The visuals that I got from reading this book were simply gorgeous. Not only does Jeannie Ralston paint incredible word pictures of her lavender farm, (hey, with those two words you’re already halfway there) but anywhere she describes in this memoir, transports me. I can see through her eyes, smell the smells and feel the warm humid air of Provence, feel the pavement of Manhattan under my feet.
“We had a boozy dinner at a favorite restaurant in the West Village called Gus’s Place, where I’d spent much time when I lived two streets away. I walked home that night and tried to absorb all the sensations – the noxious but comfortingly familiar smells of traffic, the shimmer and smolder of lights, the snippets of passing conversations, which I knew were like no other conversations in the country. Certainly, I would return to New York, but I was aware that it would never again feel the same, as relaxed and intimate, as mine, as it did that night.”
Her love of place, first for New York and only after a long while, for her new home in Texas, come through very clearly. She seems to take much of who she is, or at least how she defines herself from where she lives. When she is in New York, she feeds off its energy, feels confident and successful. When she agrees to move to Texas with Robb, her future husband, the transition is very difficult for her.
“I hoped for a personal life that would be as remarkable as my professional one. My emphasis on equilibrium was the difference between Robb and me, maybe the difference between men and women in general. It made me more flexible, the one more willing to adjust my schedule and goals. It soon became clear to me that two big careers in one relationship would be almost impossible to manage. If we were going to work, something – or someone – would always have to give.”
And, at least from my point of view, it always seemed to be Jeannie. (Although, since the book is from her point of view, both may be a bit biased.) And that was my only problem with the book. I kept wanting this strong, talented woman to get her way for once, to get to stay in at least one of the places she loved and called home. And yet, she always (although not without putting up a fight) was the one of adjust, to give in to her husband’s dreams. Even when she was able to make one of his dreams into one of her own, he changed the game again. But, since this is a memoir, I can’t really fault the author for the plot.

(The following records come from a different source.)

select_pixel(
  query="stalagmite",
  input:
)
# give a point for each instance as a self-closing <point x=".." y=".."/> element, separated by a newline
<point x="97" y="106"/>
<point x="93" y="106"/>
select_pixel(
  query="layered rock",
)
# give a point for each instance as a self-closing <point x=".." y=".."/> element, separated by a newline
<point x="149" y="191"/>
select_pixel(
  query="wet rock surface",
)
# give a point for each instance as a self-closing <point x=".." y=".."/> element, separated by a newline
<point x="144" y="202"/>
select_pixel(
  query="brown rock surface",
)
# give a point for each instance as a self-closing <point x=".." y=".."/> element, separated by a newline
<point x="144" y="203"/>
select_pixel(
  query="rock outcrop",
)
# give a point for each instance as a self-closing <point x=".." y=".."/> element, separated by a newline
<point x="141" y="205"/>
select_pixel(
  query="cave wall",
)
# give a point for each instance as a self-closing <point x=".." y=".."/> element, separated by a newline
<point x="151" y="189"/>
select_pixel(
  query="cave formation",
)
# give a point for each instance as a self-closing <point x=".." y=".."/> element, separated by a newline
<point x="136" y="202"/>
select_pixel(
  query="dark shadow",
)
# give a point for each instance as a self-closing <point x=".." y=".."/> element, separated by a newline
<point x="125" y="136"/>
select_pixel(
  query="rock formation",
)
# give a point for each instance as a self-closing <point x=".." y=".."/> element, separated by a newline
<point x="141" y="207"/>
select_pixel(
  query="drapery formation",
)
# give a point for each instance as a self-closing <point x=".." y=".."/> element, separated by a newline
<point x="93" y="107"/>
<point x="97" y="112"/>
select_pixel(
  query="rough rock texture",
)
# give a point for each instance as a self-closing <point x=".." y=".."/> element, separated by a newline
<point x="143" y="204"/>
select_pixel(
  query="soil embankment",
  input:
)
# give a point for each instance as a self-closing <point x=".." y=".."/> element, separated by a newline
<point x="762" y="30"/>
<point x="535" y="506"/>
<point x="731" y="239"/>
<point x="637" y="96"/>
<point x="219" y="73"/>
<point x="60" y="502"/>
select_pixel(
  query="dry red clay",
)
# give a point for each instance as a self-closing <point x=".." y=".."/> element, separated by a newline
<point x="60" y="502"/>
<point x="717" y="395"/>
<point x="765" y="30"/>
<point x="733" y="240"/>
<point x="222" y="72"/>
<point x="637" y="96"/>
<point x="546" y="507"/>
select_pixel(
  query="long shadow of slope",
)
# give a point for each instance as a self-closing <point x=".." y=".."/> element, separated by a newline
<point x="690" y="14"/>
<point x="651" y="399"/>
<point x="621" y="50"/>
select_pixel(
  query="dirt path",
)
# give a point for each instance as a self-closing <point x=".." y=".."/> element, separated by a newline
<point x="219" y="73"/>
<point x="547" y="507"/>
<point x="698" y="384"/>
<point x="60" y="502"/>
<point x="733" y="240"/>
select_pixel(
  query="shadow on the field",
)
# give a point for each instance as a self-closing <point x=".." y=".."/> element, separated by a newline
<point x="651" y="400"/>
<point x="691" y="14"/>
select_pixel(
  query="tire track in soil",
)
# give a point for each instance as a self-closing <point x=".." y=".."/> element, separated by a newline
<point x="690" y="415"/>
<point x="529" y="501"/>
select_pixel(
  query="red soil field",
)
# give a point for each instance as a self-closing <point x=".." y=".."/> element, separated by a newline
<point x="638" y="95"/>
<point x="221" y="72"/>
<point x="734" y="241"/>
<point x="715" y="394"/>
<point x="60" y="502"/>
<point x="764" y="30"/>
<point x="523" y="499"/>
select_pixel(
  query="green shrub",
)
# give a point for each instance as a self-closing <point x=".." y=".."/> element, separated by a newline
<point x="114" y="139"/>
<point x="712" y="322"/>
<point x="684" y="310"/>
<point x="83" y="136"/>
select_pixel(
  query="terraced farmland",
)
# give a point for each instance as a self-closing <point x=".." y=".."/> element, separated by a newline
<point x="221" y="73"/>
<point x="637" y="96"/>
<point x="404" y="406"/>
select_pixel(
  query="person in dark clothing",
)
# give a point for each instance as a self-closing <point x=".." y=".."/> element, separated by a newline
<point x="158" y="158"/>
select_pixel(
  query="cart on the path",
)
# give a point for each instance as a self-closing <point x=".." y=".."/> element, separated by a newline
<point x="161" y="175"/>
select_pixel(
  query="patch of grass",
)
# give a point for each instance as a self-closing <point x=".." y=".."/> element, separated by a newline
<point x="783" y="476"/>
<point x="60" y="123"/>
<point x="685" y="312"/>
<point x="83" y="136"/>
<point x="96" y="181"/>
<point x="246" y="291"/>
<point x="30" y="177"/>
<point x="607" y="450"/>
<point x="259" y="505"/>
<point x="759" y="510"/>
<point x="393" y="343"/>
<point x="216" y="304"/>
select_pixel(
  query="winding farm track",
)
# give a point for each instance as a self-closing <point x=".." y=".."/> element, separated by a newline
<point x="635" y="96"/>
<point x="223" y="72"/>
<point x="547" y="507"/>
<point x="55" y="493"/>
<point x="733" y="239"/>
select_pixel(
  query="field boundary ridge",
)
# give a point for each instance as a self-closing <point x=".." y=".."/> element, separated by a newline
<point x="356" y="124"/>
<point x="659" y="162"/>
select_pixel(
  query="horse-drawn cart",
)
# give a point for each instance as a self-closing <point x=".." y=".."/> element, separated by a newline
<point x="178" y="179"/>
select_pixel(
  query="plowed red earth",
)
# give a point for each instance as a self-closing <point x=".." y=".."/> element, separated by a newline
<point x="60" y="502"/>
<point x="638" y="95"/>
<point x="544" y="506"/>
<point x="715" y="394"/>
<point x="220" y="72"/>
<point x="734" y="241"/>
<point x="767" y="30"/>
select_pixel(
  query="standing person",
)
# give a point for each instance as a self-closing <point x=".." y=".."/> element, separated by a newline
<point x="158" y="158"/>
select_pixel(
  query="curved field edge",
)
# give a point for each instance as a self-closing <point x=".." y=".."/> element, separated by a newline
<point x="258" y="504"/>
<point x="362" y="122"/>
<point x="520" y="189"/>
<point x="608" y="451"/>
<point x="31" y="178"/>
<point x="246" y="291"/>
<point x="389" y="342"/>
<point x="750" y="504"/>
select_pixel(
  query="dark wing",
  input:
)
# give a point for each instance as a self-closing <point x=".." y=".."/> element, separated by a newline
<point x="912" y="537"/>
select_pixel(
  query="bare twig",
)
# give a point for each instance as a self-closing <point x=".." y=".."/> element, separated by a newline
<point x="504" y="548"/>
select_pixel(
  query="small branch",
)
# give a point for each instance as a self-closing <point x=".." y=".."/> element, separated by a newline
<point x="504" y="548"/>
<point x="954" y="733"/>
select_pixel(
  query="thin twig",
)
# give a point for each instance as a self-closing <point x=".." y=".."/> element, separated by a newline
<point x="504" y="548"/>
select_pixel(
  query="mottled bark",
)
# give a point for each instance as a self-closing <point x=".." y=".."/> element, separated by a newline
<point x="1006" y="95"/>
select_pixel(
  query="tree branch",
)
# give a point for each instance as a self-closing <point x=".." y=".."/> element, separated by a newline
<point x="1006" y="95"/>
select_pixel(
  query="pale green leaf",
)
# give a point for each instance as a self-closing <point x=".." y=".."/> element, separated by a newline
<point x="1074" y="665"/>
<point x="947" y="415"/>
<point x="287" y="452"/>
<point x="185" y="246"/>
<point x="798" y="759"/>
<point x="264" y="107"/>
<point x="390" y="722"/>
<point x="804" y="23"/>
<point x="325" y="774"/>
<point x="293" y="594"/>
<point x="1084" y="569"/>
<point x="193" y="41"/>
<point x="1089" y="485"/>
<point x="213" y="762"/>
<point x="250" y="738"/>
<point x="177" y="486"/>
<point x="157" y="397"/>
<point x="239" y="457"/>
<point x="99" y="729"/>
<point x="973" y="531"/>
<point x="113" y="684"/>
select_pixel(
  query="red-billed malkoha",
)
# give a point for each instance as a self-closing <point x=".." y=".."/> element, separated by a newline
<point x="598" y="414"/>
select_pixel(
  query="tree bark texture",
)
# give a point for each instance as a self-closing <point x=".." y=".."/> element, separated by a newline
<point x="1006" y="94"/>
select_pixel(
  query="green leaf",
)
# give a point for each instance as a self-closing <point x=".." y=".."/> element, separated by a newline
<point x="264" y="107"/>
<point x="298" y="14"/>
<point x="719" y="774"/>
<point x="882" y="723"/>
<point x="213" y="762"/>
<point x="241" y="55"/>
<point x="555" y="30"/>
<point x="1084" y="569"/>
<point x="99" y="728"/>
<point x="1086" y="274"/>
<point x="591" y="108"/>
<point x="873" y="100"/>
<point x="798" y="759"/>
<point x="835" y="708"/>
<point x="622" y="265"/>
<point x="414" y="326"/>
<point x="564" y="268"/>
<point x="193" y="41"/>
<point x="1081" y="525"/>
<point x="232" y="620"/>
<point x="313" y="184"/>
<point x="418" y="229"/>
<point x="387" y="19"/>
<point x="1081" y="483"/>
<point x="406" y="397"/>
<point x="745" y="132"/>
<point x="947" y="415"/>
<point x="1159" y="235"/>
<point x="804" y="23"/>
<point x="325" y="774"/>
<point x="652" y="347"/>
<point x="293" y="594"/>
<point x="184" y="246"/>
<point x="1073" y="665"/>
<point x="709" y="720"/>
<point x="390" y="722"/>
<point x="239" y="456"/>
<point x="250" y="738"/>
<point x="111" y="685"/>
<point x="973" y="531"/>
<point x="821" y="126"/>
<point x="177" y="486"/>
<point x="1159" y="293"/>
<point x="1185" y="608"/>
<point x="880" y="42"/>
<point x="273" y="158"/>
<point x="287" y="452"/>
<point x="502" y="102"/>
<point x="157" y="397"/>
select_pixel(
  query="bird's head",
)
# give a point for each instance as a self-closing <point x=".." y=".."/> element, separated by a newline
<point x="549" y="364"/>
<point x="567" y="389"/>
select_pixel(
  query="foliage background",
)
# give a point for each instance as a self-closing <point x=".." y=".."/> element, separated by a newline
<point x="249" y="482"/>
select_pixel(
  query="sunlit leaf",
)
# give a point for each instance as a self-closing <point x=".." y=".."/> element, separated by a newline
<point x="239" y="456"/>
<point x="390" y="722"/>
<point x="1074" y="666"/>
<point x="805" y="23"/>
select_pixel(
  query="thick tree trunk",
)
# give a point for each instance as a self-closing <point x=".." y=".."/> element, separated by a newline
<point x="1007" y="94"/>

As a mother, who had quite a rocky journey on my way to earning that title, I felt a deep connection with her as she struggles to conceive. “…in the back of my mind, I harbored a fantasy of announcing my pregnancy in front of this group of friends and family. But such an announcement wasn’t shaping up. March’s opportunity had ended the same way my cycle had ended for twenty years. In bloodshed.” That’s such a strong sentence – summing up exactly how that feels.
She has a great wit, as well. “All the books said that stress could make it harder to conceive, but telling a woman who wants to be pregnant not to worry about it is about as productive as spanking a child for hitting his brother.”
I enjoyed this book a great deal. I felt transported by Ralston’s words and emotions, and got to see parts of a life that would never be parts of mine. Her story is not only well written but interesting. And, even though I may wish things had turned out differently, the truth of the journey she takes makes the getting there all the more valuable.
“I had achieved something remarkable, I felt. I had endured, toughed out the isolation, the demands of a perfectionist husband and had found real peace. I felt that, like the lavender, I was a nonnative transplant that had somehow thrived.”
There’s a quote on the back of my copy that says “Learning to want what you already have is the greatest lesson in life…” (Martha Sherrill). Jeannie Ralston’s story, and life, is an embodiment of exactly that.